Gricha demeura encore longtemps dans une sorte d’extase, continuant à improviser des prières. Tantôt il répétait plusieurs fois : Seigneur, aie pitié de nous, mais chaque fois avec plus de force et avec une intonation différente ; tantôt il disait : Pardonne-moi, Seigneur, enseigne-moi ce qu’il faut faire… enseigne-moi ce qu’il faut faire, Seigneur ! et l’on aurait dit, à son accent, qu’il s’attendait à recevoir sur-le-champ une réponse ; tantôt on n’entendait que des sanglots plaintifs… Il se releva sur les genoux, joignit ses mains sur sa poitrine et se tut.

J’avançai tout doucement la tête par la porte, en retenant ma respiration. Gricha ne bougea pas. De profonds soupirs s’échappaient de sa poitrine.
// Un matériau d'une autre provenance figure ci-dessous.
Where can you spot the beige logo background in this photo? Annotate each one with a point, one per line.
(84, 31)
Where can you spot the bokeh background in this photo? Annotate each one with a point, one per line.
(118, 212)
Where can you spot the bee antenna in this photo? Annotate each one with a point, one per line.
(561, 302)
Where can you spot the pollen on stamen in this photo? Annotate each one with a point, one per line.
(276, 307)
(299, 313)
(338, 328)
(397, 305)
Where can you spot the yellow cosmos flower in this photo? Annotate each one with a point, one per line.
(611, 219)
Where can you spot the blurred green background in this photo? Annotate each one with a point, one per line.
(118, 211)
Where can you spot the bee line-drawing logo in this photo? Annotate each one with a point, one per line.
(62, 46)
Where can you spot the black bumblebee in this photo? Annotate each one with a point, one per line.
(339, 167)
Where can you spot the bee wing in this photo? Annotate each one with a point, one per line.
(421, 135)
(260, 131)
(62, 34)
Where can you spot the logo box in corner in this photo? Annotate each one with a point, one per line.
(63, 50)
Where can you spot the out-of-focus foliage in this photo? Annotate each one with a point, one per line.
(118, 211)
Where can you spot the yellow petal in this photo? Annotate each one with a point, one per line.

Son œil borgne, dont la lune éclairait la prunelle trouble, était plein de larmes.

« Oui, que ta volonté soit faite ! » cria-t-il tout d’un coup avec une expression impossible à rendre, et, se laissant tomber le front contre terre, il sanglota comme un enfant.

Il s’est passé bien des choses depuis ; bien des souvenirs ont perdu pour moi leur importance et sont devenus des visions confuses ; Gricha le voyageur a terminé depuis longtemps son dernier voyage ; mais jamais l’impression qu’il a produite sur moi ne s’effacera, jamais je n’oublierai les sentiments qu’il a éveillés dans mon âme.
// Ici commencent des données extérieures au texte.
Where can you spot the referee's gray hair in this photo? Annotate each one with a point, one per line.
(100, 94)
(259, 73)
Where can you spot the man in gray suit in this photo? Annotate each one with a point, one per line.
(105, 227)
Ô Gricha ! ô grand chrétien ! ta foi était si ardente, que tu sentais le voisinage de Dieu ; ton amour était si grand, que les paroles coulaient d’elles-mêmes de tes lèvres — tu ne demandais pas à la raison de les contrôler…… Et avec quelle magnificence tu louais la grandeur du Tout-Puissant lorsque, ne trouvant pas de mots, tu te jetais à terre en pleurant !…

L’attendrissement avec lequel j’écoutais Gricha ne pouvait pas se prolonger longtemps, d’abord parce que ma curiosité était rassasiée, ensuite parce que j’avais les jambes tout engourdies à force d’être resté assis à la même place, et, enfin, parce que j’entendais remuer et chuchoter derrière moi et que j’avais envie de faire comme les autres. Quelqu’un me prit par la main et me dit dans l’oreille : « À qui cette main ? » Il faisait tout à fait noir dans la décharge, mais, au toucher et au son de la voix, je reconnus Catherine.

Instinctivement, je saisis son petit bras, nu jusqu’au-dessus du coude, et je le baisai. Catherine, étonnée sans doute de mon procédé, retira son bras, en quoi faisant elle heurta une chaise cassée qui se trouvait là. Gricha leva la tête, regarda autour de lui et envoya des signes de croix à tous les coins de la chambre en récitant une prière. Nous nous enfuîmes bruyamment et en chuchotant.